The Richland City Council on Tuesday night finalized some zoning changes needed to make way for a new subdivision near the Amon Creek Natural Preserve.
The council also approved the subdivision's preliminary plat.
The actions cap months of planning, discussion, negotiation and -- at times -- controversy as the Clearwater Creek proposal worked its way through city government.
Even though it now has a green light to keep moving forward, some controversy remains.
The council has yet to decide about a future city road through the preserve to the subdivision -- a possibility that's prompted dozens of citizens to write letters and pack city hall during recent public meetings. The council is expected to discuss that matter later this month.
The council's vote Tuesday on the zoning was 5-1, with Mayor Dave Rose against. He has described the residential zone proposed for the subdivision as being out of sync with the area.

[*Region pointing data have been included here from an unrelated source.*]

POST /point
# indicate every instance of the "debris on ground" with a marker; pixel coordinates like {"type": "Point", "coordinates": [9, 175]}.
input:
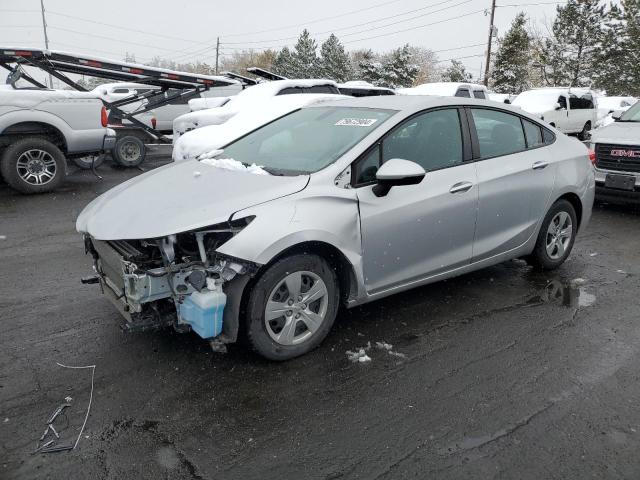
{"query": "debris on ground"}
{"type": "Point", "coordinates": [360, 355]}
{"type": "Point", "coordinates": [50, 444]}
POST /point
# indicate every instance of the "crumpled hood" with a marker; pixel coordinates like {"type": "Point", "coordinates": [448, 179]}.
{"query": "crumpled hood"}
{"type": "Point", "coordinates": [177, 198]}
{"type": "Point", "coordinates": [625, 133]}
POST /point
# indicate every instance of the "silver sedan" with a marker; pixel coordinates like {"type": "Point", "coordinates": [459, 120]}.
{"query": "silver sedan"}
{"type": "Point", "coordinates": [342, 203]}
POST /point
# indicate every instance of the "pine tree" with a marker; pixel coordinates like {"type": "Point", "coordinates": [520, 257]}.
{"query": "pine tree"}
{"type": "Point", "coordinates": [334, 61]}
{"type": "Point", "coordinates": [456, 73]}
{"type": "Point", "coordinates": [569, 56]}
{"type": "Point", "coordinates": [511, 66]}
{"type": "Point", "coordinates": [283, 63]}
{"type": "Point", "coordinates": [399, 71]}
{"type": "Point", "coordinates": [370, 68]}
{"type": "Point", "coordinates": [305, 63]}
{"type": "Point", "coordinates": [619, 56]}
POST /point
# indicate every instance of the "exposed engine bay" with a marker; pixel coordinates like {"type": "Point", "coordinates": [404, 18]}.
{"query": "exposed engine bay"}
{"type": "Point", "coordinates": [179, 280]}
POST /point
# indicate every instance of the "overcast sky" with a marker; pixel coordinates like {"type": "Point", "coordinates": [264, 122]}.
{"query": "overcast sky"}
{"type": "Point", "coordinates": [187, 30]}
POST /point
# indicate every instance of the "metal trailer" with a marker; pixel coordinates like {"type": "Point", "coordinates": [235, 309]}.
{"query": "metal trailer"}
{"type": "Point", "coordinates": [132, 137]}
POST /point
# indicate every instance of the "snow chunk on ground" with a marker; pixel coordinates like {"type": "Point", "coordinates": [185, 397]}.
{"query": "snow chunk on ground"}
{"type": "Point", "coordinates": [359, 356]}
{"type": "Point", "coordinates": [231, 164]}
{"type": "Point", "coordinates": [384, 346]}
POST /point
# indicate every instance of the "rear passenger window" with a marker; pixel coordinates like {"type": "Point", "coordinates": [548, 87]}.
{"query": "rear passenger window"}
{"type": "Point", "coordinates": [533, 133]}
{"type": "Point", "coordinates": [499, 133]}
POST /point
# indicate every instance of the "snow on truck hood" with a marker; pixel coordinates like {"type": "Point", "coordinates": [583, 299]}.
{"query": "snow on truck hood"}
{"type": "Point", "coordinates": [177, 198]}
{"type": "Point", "coordinates": [627, 133]}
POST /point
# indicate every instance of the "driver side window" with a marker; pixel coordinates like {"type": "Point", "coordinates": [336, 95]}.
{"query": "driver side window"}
{"type": "Point", "coordinates": [432, 139]}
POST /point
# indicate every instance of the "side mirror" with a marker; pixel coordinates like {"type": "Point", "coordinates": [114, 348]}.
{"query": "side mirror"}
{"type": "Point", "coordinates": [397, 172]}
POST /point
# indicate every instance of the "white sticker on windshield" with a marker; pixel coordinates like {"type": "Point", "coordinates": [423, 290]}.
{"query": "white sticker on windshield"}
{"type": "Point", "coordinates": [357, 122]}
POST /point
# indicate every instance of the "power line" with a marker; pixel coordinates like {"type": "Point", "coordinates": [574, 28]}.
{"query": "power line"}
{"type": "Point", "coordinates": [416, 27]}
{"type": "Point", "coordinates": [94, 35]}
{"type": "Point", "coordinates": [50, 12]}
{"type": "Point", "coordinates": [366, 23]}
{"type": "Point", "coordinates": [460, 58]}
{"type": "Point", "coordinates": [333, 17]}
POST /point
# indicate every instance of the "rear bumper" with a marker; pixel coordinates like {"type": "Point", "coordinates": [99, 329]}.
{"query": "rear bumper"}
{"type": "Point", "coordinates": [614, 195]}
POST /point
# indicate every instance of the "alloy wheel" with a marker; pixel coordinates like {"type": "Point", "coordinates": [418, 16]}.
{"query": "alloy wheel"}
{"type": "Point", "coordinates": [559, 235]}
{"type": "Point", "coordinates": [296, 308]}
{"type": "Point", "coordinates": [36, 167]}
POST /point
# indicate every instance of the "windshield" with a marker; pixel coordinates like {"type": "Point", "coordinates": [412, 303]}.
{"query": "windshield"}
{"type": "Point", "coordinates": [306, 140]}
{"type": "Point", "coordinates": [631, 115]}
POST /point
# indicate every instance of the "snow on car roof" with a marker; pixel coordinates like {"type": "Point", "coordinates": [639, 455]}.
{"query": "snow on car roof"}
{"type": "Point", "coordinates": [439, 88]}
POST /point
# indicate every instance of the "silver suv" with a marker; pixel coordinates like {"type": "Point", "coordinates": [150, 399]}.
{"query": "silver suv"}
{"type": "Point", "coordinates": [348, 201]}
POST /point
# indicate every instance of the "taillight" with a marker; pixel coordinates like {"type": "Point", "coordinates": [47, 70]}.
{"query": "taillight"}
{"type": "Point", "coordinates": [104, 118]}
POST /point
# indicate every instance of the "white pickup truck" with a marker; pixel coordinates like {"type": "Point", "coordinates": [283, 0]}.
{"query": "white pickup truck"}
{"type": "Point", "coordinates": [41, 128]}
{"type": "Point", "coordinates": [570, 110]}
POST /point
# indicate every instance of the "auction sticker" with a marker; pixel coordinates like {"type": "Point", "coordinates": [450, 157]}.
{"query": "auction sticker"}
{"type": "Point", "coordinates": [357, 122]}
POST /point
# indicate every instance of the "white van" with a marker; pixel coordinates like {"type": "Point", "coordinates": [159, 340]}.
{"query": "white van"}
{"type": "Point", "coordinates": [570, 110]}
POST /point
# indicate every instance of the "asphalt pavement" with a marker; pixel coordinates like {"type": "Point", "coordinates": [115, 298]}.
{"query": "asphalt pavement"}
{"type": "Point", "coordinates": [500, 374]}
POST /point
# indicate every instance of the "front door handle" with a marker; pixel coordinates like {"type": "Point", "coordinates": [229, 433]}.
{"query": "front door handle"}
{"type": "Point", "coordinates": [540, 165]}
{"type": "Point", "coordinates": [461, 187]}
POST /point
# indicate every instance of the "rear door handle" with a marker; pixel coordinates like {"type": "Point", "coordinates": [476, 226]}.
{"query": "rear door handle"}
{"type": "Point", "coordinates": [461, 187]}
{"type": "Point", "coordinates": [540, 165]}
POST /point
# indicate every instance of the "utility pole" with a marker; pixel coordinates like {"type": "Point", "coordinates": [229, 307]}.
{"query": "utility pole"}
{"type": "Point", "coordinates": [217, 53]}
{"type": "Point", "coordinates": [488, 61]}
{"type": "Point", "coordinates": [46, 38]}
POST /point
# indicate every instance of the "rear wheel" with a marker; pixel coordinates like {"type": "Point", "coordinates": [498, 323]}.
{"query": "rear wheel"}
{"type": "Point", "coordinates": [556, 237]}
{"type": "Point", "coordinates": [129, 151]}
{"type": "Point", "coordinates": [33, 165]}
{"type": "Point", "coordinates": [292, 307]}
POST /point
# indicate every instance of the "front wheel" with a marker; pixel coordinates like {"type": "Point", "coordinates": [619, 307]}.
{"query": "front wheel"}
{"type": "Point", "coordinates": [292, 307]}
{"type": "Point", "coordinates": [129, 151]}
{"type": "Point", "coordinates": [556, 238]}
{"type": "Point", "coordinates": [33, 165]}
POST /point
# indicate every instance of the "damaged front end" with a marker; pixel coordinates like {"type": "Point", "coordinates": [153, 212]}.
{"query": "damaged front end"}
{"type": "Point", "coordinates": [179, 280]}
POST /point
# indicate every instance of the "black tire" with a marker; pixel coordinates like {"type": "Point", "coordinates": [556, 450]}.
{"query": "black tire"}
{"type": "Point", "coordinates": [256, 328]}
{"type": "Point", "coordinates": [584, 134]}
{"type": "Point", "coordinates": [85, 162]}
{"type": "Point", "coordinates": [28, 177]}
{"type": "Point", "coordinates": [540, 257]}
{"type": "Point", "coordinates": [129, 151]}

The preliminary plat vote was unanimous. Councilman Brad Anderson recused himself from the Clearwater Creek votes because of business dealings with developer Hayden Homes.
After the meeting, Rose noted that most public feedback has centered on the potential road, not on the subdivision itself, which was the subject of Tuesday's votes. He said he appreciated the way all those who have spoken up have handled themselves throughout the process.
The 320-home subdivision is to sit on more than 100 acres south of Claybell Community Park, between Steptoe Street and the Amon preserve. Leslie Road is west of the preserve.
Nathan Machiela, land development manager for Hayden Homes, said Tuesday afternoon that the subdivision is to be done in phases, about 35 lots at a time, with the first lots potentially available by the end of this year. He declined further comment after the meeting.
Clearwater Creek stirred concern in the community when it first was proposed because of potential harm to the Amon preserve. But an agreement between Hayden Homes and the nonprofit Tapteal Greenway helped ease some of that worry by setting up a buffer area.
Clearwater Creek also has 32 acres for open space and about 14 acres for a school. (The subdivision falls within the Kennewick School District, although it's in the city of Richland.)
The Kennewick district has had its eye on property within the subdivision for a future elementary school, although at this point it's unclear whether that will move forward.
District officials have said a connection from Leslie near Rachel Road to the subdivision will be needed to accommodate school traffic and create enough access, and if it's taken out of the city's transportation plan, they'll likely look elsewhere for a future school site.
The connection would be part of a longer city road between Leslie and Steptoe -- a route the city long has identified as an eventual need. It would almost certainly have to cross the preserve.
Many community members have urged the city to drop the idea of building a road through the preserve, citing damage to the unique natural area.
The city council is expected to weigh in on the potential future road when it takes up the city's six-year Transportation Improvement Program in a couple of weeks.